Some upside risks persist for the European gas market, however. But with the bulk of Russian imports already eliminated, they are significantly smaller than those faced amid the supply shocks of the past several years.

Instead, weather is the key uncertainty.

While LNG imports can meet Europe's base demand, storage remains vital for short-term spikes during cold spells.

"It's one thing saying that there's plenty of LNG out on the water, but of course it takes days to secure a spot cargo, get your [regasification] capacity, bring the cargo in, unload it, and then send it out into the system," Sharples said. "Storage is the first port of call when you need to balance your market very rapidly."

Columbia's Joseph agreed. "Even though overall European gas demand has fallen, peak gas demand is still a risk," he said. "If it gets really cold for an extended period of time, it can be a real risk to the market."

Europe's pivot to the intensely global LNG market also heightens its exposure to overseas dynamics.

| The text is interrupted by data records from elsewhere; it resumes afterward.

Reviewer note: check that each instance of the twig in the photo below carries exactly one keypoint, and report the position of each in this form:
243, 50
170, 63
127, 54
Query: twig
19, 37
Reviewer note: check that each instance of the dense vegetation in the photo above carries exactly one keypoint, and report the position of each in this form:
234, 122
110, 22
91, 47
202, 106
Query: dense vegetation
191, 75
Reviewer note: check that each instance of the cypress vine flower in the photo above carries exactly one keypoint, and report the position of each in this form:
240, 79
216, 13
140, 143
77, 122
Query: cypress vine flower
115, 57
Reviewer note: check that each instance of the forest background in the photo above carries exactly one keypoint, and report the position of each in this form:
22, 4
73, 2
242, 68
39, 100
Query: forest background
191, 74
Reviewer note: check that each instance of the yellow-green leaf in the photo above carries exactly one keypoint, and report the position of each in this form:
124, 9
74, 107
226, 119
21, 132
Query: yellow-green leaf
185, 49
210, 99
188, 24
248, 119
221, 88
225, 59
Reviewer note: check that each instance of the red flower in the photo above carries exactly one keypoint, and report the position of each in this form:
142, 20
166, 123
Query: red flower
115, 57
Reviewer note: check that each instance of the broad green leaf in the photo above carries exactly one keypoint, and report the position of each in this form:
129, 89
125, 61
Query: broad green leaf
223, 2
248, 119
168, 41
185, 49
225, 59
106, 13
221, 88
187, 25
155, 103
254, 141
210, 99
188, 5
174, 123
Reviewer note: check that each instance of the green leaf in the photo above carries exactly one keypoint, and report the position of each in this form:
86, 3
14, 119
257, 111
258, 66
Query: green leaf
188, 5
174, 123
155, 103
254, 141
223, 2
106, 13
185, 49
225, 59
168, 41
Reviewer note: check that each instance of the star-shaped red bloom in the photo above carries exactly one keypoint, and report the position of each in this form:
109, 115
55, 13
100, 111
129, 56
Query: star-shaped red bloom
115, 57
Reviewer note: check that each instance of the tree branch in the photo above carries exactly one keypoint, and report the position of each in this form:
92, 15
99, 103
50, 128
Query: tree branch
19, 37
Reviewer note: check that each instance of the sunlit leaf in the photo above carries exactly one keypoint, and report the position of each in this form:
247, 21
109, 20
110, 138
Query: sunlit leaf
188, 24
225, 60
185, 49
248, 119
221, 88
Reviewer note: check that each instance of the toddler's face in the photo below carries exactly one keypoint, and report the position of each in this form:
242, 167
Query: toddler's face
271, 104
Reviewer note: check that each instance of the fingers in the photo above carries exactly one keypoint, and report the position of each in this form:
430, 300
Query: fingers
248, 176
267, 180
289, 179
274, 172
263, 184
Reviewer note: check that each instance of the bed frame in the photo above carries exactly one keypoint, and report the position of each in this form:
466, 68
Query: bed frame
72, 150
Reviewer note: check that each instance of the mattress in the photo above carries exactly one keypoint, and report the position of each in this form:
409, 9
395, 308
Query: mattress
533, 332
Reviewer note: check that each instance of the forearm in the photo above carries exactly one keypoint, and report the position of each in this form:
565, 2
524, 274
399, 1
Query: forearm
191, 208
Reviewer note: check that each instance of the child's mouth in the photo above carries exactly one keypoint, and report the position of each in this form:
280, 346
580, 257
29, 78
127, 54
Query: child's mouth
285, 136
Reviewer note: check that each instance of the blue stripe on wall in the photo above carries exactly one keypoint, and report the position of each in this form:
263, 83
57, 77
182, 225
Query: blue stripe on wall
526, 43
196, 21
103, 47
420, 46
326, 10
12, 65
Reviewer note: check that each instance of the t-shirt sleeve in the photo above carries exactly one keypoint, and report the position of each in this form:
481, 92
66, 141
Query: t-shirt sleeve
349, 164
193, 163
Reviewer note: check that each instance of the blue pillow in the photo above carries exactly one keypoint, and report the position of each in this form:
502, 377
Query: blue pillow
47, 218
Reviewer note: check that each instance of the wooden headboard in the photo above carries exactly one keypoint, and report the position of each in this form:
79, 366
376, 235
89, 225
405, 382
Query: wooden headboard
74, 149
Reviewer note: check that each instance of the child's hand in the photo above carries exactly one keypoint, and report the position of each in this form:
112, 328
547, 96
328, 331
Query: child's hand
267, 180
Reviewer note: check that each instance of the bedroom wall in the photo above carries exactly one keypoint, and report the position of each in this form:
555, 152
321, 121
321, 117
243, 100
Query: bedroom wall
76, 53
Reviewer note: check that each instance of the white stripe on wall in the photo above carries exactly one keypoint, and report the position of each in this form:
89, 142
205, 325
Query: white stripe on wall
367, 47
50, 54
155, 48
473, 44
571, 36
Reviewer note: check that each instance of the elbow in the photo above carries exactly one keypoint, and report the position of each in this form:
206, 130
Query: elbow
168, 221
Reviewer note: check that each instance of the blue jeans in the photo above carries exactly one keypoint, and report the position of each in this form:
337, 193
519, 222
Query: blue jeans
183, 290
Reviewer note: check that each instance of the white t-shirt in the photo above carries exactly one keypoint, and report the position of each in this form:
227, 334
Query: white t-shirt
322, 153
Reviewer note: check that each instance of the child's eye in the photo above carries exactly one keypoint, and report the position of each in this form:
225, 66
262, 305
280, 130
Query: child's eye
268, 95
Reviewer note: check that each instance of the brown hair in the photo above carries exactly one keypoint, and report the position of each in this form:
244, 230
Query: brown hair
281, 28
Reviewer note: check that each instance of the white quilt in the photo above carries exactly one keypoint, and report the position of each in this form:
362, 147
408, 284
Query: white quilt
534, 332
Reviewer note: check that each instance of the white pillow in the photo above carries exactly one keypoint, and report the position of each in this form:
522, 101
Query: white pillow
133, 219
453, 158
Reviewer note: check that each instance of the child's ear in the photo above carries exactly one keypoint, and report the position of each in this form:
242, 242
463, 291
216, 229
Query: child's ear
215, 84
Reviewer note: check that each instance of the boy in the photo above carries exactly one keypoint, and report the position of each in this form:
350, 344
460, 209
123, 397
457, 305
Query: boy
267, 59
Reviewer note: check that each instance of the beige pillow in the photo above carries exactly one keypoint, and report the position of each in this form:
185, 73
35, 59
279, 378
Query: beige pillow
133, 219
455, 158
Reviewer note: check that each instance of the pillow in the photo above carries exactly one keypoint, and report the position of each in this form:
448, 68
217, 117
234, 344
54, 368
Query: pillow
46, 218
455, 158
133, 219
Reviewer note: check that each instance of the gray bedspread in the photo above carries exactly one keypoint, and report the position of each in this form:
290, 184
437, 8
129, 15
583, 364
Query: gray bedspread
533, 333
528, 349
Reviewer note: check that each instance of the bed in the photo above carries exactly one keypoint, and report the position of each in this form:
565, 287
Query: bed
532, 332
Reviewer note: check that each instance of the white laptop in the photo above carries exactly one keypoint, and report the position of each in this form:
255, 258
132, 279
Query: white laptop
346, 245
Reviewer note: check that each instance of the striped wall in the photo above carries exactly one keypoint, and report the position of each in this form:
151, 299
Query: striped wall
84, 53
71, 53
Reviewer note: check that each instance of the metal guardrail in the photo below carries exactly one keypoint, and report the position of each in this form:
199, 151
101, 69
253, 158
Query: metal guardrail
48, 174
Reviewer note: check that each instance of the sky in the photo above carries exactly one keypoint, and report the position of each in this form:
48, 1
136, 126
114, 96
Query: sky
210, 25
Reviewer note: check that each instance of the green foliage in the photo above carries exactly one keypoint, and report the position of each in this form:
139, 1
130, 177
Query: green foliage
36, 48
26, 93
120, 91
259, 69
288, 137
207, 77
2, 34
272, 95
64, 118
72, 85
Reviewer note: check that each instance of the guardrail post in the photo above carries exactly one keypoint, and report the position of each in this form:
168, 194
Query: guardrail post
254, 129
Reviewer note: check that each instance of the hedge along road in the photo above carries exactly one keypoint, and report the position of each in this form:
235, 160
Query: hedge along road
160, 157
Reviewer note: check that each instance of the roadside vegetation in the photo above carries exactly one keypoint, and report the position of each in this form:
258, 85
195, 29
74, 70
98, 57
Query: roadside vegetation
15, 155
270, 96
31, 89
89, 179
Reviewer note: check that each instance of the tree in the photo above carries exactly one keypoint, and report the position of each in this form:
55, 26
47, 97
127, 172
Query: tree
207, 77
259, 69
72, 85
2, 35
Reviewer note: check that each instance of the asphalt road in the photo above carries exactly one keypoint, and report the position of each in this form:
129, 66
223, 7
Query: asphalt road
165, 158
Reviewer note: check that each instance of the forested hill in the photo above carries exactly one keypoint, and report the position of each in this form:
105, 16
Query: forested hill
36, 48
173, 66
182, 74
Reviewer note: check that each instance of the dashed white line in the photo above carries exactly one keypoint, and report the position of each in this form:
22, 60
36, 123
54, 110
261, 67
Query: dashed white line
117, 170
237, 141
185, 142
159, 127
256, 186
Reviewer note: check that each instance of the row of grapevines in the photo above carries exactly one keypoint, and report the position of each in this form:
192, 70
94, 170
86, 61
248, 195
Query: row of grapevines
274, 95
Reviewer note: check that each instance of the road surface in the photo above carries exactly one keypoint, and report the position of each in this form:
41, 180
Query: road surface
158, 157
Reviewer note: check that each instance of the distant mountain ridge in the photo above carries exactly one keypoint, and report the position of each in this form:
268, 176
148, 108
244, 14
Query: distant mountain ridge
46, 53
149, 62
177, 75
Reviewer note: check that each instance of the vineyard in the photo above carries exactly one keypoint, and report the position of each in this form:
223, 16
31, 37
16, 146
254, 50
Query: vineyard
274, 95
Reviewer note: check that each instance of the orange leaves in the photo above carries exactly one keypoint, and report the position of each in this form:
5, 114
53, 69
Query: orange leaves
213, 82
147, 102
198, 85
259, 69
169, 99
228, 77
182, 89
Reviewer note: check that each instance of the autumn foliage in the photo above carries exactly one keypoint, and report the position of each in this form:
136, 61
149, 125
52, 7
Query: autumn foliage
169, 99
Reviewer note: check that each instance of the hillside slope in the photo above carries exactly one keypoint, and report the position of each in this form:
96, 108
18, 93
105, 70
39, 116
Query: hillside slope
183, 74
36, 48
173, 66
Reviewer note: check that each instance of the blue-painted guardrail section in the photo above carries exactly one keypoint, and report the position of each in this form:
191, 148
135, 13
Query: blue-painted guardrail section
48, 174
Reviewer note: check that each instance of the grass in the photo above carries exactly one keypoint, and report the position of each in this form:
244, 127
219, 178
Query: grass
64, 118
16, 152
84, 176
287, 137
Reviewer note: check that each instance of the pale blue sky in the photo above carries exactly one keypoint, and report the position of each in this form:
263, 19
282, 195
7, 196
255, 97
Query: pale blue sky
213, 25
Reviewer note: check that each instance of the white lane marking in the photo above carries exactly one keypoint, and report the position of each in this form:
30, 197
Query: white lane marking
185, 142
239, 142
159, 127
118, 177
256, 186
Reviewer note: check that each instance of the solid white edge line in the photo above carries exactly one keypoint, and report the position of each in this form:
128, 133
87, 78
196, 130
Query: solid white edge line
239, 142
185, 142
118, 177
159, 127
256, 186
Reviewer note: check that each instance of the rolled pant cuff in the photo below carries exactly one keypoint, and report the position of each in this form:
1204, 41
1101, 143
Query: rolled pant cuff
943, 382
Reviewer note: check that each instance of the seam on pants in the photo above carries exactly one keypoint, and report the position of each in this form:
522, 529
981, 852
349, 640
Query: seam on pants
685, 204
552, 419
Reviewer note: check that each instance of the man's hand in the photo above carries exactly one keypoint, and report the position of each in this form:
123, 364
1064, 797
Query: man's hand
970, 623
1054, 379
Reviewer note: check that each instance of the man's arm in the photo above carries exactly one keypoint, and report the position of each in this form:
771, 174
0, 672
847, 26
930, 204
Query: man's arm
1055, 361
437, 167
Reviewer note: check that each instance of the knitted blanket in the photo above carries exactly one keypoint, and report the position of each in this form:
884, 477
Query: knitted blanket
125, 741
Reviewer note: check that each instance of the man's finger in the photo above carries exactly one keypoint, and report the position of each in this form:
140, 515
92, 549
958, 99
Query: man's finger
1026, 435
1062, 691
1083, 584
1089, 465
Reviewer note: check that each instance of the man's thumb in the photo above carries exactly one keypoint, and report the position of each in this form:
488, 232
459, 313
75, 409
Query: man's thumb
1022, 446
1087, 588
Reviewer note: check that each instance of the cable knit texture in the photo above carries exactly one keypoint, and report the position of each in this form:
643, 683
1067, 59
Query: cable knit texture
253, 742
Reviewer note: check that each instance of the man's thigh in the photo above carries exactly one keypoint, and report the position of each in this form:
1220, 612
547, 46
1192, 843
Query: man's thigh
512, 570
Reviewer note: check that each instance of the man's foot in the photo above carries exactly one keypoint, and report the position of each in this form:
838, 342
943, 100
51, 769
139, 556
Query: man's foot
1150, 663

"Growing reliance on LNG could expose the EU even more heavily to the global supply and demand dynamics of LNG," said Beatrice Petrovich, a senior energy analyst with the think tank Ember.

A European trader echoed the sentiment.

"Sure, we have a lot of [LNG], but it's an open market," the trader said. "Anyone can compete for it."

Consequently, European gas prices are also sensitive to temperatures in Asia, the world's other major LNG-consuming region.

Nevertheless, analysts doubt that cold spells would spur much of a price surge.

"This winter, you're going to need major weather events to hold prices where they are, whereas in previous winters, weather events were going to cause prices to go higher," Joseph said. "I think the price is going to continue to drift lower without weather events."

Europe's already relatively low gas stocks mean by spring and summer, the continent may face a repeat of the demand dynamics in 2025, with buyers seeking "substantial" LNG volumes to replenish dwindling storage, Sharples said.

Those buyers, however, will be met with more supply.

"With every year that goes by as we move through the wave of new supply, things get looser," Sharples said. "This is still a winter where there's a risk of some upside volatility to prices, but we are definitely not in crisis mode."